Выбрать главу

  Дома матушка за подобные деяния хотела Этьена выдрать, но сама она никого драть в жизни не пробовала, и как это делается, не представляла, а потому воззвала к справедливости — в лице своего властного мужа. Однако Бертран на любимое чадо руку поднять отказался (такого не случалось меж отцом и сыновьями все те недолгие годы, что они прожили вместе), да, отказался — и только громко смеялся на охи и ахи Адель касательно того, «за кого же их теперь примут, разве что за еретиков каких, вроде этих из Монтвимера, или того, южанина, которого в тюрьму посадили».

  — Да ладно тебе, — отмахнулся он, целуя жену в носик, — пустяки какие! И позора никакого нет — это ж ребенок, при чем тут позор? Поболтают и забудут. И вообще, не забывай — вы все за мной, как за каменной стеной. Пока я жив, ничего вам плохого не случится…

  (Ах, если бы он знал, насколько это правда, он бы так не говорил. Но тогда все было еще очень и очень хорошо, и осень выдалась ясная и радостная, и Адель только покачала головой, сетуя на сына, и вздохнула, как она обычно делала: «Ох, Этьен, что ж ты у нас такой дурачок? Наив ты наш, ну хоть когда-нибудь ты изменишься?..»)

  Дурачком она называла младшего сына весьма часто. Может быть, даже слишком часто. И Ален обыкновенно вступался за брата, говоря то, в чем был в самом деле свято уверен: «Нет, мама, он не дурачок. Как знать, может, он святой?.. Ну, или будет святым… потом.»

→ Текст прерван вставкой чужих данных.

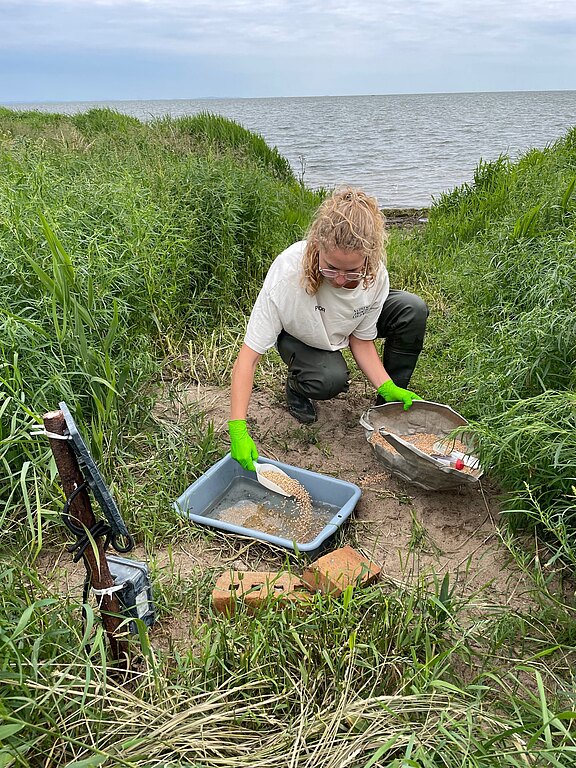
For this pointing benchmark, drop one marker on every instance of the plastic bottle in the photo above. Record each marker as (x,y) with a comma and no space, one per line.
(450,461)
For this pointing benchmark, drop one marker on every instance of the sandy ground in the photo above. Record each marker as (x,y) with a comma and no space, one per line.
(400,526)
(405,530)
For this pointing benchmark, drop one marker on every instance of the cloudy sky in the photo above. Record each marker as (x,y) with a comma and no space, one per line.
(67,50)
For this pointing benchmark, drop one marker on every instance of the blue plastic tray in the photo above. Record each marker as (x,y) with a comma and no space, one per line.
(226,489)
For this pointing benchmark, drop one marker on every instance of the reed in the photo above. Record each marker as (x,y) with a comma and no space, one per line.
(130,254)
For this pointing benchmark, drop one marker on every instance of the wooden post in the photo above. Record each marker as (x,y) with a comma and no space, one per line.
(81,510)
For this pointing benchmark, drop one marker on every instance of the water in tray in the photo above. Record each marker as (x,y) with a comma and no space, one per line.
(247,504)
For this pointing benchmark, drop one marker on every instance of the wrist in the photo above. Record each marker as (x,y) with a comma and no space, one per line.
(386,386)
(237,427)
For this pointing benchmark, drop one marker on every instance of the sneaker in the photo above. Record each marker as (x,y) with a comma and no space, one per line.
(302,408)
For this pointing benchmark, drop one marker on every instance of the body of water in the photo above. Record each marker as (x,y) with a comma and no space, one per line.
(404,149)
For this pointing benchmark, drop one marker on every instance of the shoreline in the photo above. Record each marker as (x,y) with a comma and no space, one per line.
(405,218)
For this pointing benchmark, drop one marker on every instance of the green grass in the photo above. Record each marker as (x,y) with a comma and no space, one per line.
(131,254)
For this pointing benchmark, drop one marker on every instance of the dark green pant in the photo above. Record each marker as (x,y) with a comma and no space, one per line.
(321,375)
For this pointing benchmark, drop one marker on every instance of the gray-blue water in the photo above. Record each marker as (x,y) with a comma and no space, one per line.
(404,149)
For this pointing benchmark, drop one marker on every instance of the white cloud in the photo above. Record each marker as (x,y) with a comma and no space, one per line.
(346,28)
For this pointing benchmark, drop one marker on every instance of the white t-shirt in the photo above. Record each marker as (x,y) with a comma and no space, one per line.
(325,320)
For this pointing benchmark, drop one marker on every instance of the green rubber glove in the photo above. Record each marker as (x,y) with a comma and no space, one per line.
(242,447)
(392,394)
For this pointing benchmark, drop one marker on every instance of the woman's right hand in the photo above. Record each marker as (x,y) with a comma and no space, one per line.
(242,447)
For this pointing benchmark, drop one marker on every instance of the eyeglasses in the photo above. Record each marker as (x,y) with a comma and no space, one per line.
(333,273)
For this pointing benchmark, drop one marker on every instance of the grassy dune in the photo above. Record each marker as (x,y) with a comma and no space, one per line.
(129,253)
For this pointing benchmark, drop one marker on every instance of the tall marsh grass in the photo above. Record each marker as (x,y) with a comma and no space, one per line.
(126,250)
(496,262)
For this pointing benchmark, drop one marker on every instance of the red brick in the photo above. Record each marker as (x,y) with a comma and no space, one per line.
(332,573)
(254,587)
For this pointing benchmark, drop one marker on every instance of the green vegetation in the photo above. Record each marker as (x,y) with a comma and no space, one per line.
(130,254)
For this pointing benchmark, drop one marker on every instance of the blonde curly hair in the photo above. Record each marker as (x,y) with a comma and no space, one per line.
(349,220)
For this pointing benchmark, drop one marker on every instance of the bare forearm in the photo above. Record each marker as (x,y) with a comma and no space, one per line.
(242,382)
(368,360)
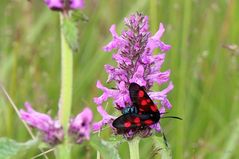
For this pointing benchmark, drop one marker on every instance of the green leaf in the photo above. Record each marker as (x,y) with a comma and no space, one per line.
(71,33)
(161,147)
(10,149)
(107,149)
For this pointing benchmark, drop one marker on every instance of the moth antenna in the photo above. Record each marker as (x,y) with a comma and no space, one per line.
(43,153)
(174,117)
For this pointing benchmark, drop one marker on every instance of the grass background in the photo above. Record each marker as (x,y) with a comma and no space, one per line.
(205,74)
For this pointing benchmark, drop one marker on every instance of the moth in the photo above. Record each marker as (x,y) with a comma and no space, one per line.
(142,113)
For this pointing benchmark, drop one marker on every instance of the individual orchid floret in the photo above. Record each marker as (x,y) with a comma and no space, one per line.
(51,130)
(80,126)
(136,63)
(62,5)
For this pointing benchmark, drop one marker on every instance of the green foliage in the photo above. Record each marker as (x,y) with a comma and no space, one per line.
(71,33)
(161,147)
(107,149)
(10,149)
(205,74)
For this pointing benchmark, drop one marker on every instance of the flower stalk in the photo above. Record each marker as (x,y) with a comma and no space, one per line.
(134,148)
(63,151)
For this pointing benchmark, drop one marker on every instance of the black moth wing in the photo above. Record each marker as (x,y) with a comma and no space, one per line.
(133,121)
(141,100)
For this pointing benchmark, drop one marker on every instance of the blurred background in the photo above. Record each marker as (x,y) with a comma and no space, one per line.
(204,61)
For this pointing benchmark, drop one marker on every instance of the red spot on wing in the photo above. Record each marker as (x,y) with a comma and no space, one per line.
(154,108)
(140,109)
(127,124)
(141,94)
(143,102)
(137,120)
(148,122)
(138,124)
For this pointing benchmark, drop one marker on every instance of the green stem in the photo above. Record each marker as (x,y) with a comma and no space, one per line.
(134,148)
(63,151)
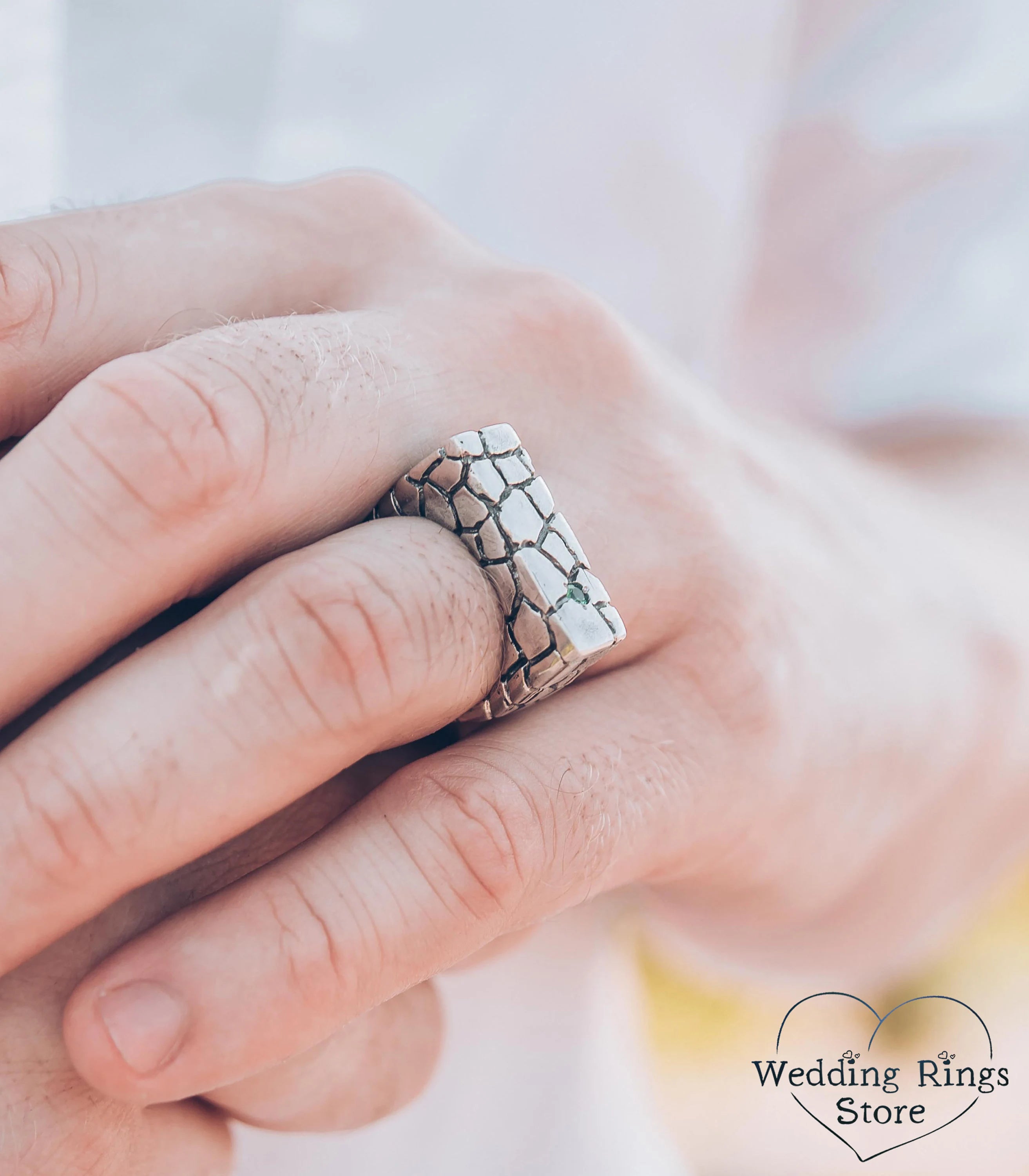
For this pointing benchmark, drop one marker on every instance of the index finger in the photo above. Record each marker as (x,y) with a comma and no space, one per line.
(82,289)
(517,824)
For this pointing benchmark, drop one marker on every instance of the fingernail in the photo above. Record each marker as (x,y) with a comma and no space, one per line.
(146,1022)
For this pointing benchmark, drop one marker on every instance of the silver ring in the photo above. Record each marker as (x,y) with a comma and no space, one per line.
(558,618)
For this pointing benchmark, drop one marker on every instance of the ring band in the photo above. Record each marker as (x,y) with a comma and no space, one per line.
(558,617)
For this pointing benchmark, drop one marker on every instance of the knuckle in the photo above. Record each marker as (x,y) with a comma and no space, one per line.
(56,831)
(178,443)
(313,967)
(378,201)
(37,272)
(338,633)
(538,313)
(498,839)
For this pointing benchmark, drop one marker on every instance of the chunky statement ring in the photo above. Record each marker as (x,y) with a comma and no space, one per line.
(558,617)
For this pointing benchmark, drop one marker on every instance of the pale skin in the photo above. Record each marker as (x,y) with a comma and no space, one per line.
(812,746)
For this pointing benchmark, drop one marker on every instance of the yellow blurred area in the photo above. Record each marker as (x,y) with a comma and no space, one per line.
(705,1032)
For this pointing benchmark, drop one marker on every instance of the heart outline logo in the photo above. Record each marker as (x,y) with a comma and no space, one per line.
(880,1021)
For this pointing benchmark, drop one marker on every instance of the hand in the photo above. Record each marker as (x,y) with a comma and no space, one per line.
(56,1123)
(785,742)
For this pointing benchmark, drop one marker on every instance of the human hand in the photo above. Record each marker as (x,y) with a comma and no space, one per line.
(54,1122)
(803,634)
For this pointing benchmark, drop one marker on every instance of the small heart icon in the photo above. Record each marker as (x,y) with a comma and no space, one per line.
(893,1092)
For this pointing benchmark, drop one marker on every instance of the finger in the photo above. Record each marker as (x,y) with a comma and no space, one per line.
(365,1072)
(159,474)
(518,822)
(180,1140)
(366,640)
(82,289)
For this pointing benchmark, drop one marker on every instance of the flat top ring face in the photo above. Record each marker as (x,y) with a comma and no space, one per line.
(558,617)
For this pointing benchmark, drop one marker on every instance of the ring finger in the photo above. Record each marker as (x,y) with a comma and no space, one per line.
(365,640)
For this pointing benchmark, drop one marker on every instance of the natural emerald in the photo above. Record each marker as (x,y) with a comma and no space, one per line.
(578,593)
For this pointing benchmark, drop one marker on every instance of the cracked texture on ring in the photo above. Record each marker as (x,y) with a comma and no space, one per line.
(558,617)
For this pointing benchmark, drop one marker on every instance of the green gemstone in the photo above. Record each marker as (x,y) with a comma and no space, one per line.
(578,593)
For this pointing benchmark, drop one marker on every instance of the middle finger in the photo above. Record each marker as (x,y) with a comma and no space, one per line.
(366,640)
(161,473)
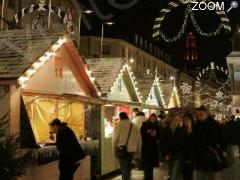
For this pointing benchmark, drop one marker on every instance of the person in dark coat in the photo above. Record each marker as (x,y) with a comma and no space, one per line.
(150,153)
(207,136)
(174,143)
(70,151)
(188,166)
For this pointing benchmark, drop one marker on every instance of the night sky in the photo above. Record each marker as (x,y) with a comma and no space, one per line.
(139,19)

  Случай с епископом был далеко не единственным. Этьенет, кстати, пристал с вопросом по одной-единственной причине: ему хотелось узнать ответ. Едва узнав, он тут же успокоился, серьезно кивнул и принялся думать о чем-то другом, что пришло ему в голову в следующий миг. Его святая простота, она же глупость, она же бесстрашие, вылезала наружу на каждом шагу: ему ничего не стоило погладить здоровенную сторожевую собаку, жутким лаем наводящую страх на всю улицу, или прочитать пьяному наемнику коротенькую проповедь о смертных грехах. Самое удивительное, что все это сходило ему с рук по большей части безнаказанно, а мелкие последствия — вроде синяков и царапин — им во внимание не принимались и поведения Этьеновского не меняли. Однажды, правда, матушка долго плакала — когда он отдал нищенке ее любимое кольцо с крупной жемчужиной; подобные штучки из сарацинской земли время от времени случались в лавке у ювелира, и Бертран после долгих раздумий раскошелился на подарок в честь рождения второго сына. Этьенет обещал больше так не делать; что ж, он держал свое слово и так больше не делал никогда, впрочем, было много способов проявить себя и иными путями…

  Таков был Этьенчик, которого матушка иногда с горя звала Простачком; и сильнее всех на земле он любил своего старшего брата. Им даже всегда находилось о чем поговорить, правда, Этьен больше слушал; но чаще они вместе молчали, будто для взаимопонимания не нуждались в словах. Еще играли в игрушки — в страшенных отцовских зверюшек, которым Этьенчик придумывал имена, или просто так, без игрушек, в двух братьев-крестоносцев, дерущихся с полчищами сарацин, или в первых христиан, преследуемых жестокими язычниками, и это были игры Алена. Иногда Ален брал его с собой, в свою мальчишечью компанию, правда, с друзьями брата мальчик по большей части скучал, а свои друзья у него были обычно его младше, он частенько возился даже и с совсем маленькими детьми, вызывая печальное удивление своей мамы… В общем, все было очень хорошо. Только через много лет Ален понял, каково оно, безоблачное счастье: это когда все, кого ты любишь, живы.

3.

 …Поутру Ален рассказал-таки свое видение господину. Юный граф выслушал мальчика с переменным вниманием; день выдался холодный, и настроение у Анри было скверное. Болела рана, горло жгло и драло изнутри.

  — И мы дойдем до Йерусалема, мессир… И спасем Эдессу, во славу Господа нашего, я уверен, — Ален прервал свою сбивчивую речь, поняв, что его, кажется, не слушают. Анри проглотил кусок противного сушеного мяса и выругался.

  — А, кр-р-ровь Господня… Просто в глотку не лезет. Хоть бы скорей эта треклятая Атталия… Тащимся, как мертвые, а турки нас подгоняют. Ален, подай-ка запить.